I test AI for a living and Meta's new MetaAI chatbot might be my new favorite

(Image credit: MetaAI)

Meta finally released its MetaAI assistant as a standalone chatbot, powered by the impressive Llama 3 large language model and it is already up there as one of my favorite AI tools.

For the past year the Facebook owner has been playing with the idea of a dedicated AI assistant, adding versions of MetaAI to the Ray-Ban smart glasses, WhatsApp and other products but avoiding rolling out a dedicated, ChatGPT-style chatbot.

MetaAI is gradually rolling out to places outside the U.S. including Australia and New Zealand and is available across all Meta platforms. During a recent press event Meta said the aim was to make MetaAI “the best virtual assistant on the market.”

I’ve found it very conversational, easy to interact with and more open to offering an opinion than some of the other chatbots. It has more of a Claude 3 feel to it and once it gets the full Llama 3 upgrade this summer it may challenge Anthropic for the “my favorite AI chatbot” crown.

What is MetaAI?


(Image credit: MetaAI)

Meta likes to name things after itself. Which is odd given the brand only came about a few years ago and MetaAI is no different. This is the name for the assistant in all of Meta’s products, including the Quest 3, Ray-Ban smart glasses, Instagram, WhatsApp and now meta.ai.
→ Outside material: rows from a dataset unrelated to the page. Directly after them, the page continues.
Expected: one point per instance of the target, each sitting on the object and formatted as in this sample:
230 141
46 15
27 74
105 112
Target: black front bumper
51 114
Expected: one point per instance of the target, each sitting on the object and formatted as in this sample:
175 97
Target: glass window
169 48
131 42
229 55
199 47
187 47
MetaAI has already proved itself capable, even when running on the earlier, much less powerful Llama 2. Built into the smart glasses it has offered advice on things like clothes and in WhatsApp it has aided in conversational flow. Now you can use it like Google Gemini or Claude 3. It can even code.

The chatbot is powered by the recently released Llama 3 70B which has already beaten equivalent sized models, as well as OpenAI's GPT-3.5 on many benchmarks.
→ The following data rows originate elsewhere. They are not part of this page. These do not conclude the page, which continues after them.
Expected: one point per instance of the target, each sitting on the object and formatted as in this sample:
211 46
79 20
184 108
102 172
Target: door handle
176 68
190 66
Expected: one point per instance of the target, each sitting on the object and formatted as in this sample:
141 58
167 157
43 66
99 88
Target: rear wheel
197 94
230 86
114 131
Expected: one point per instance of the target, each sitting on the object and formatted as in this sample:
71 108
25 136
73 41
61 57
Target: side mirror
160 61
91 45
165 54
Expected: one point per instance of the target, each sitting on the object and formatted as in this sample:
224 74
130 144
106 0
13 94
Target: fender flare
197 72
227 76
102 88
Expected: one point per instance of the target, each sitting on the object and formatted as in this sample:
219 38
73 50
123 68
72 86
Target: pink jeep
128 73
From this summer it will be powered by Llama 3 400B, a GPT-4-level AI model that is currently in training at the Meta HQ. This will also be open sourced and power third-party apps.

You do currently need a Facebook account to use MetaAI, although that may expand to other Meta applications in future.
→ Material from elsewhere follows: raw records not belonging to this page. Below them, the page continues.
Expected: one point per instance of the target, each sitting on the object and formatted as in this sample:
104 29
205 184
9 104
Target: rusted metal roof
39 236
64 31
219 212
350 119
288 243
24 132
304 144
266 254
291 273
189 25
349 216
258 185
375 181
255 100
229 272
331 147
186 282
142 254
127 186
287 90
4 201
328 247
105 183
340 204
Why is MetaAI worth trying in a crowded market?

Meta Imagine

(Image credit: Meta Imagine)

When you open MetaAI you're presented with a UI similar to ChatGPT, Google Gemini and Microsoft Copilot. There's a side menu with a list of chats, a text box at the bottom and a chat area.

What makes it stand out is its ease of use and natural tone. The way it responds reminds me of Pi, the largely overlooked conversational chatbot with the most friendly responses I’ve seen.

Cat ont he moon

(Image credit: MetaAI Imagine/Future AI generated)

One standout thing from MetaAI is the speed at which it responds. It is almost as fast as using Groq, the inference engine with lightning fast response times. However, MetaAI also has a relatively small context window, so be prepared to repeat yourself or start new chats regularly.

Possibly the best feature is Imagine. This was previously a limited, standalone AI image generator that has now been incorporated into MetaAI, meaning you can use conversational language to craft the perfect image — you can even edit the picture through chat.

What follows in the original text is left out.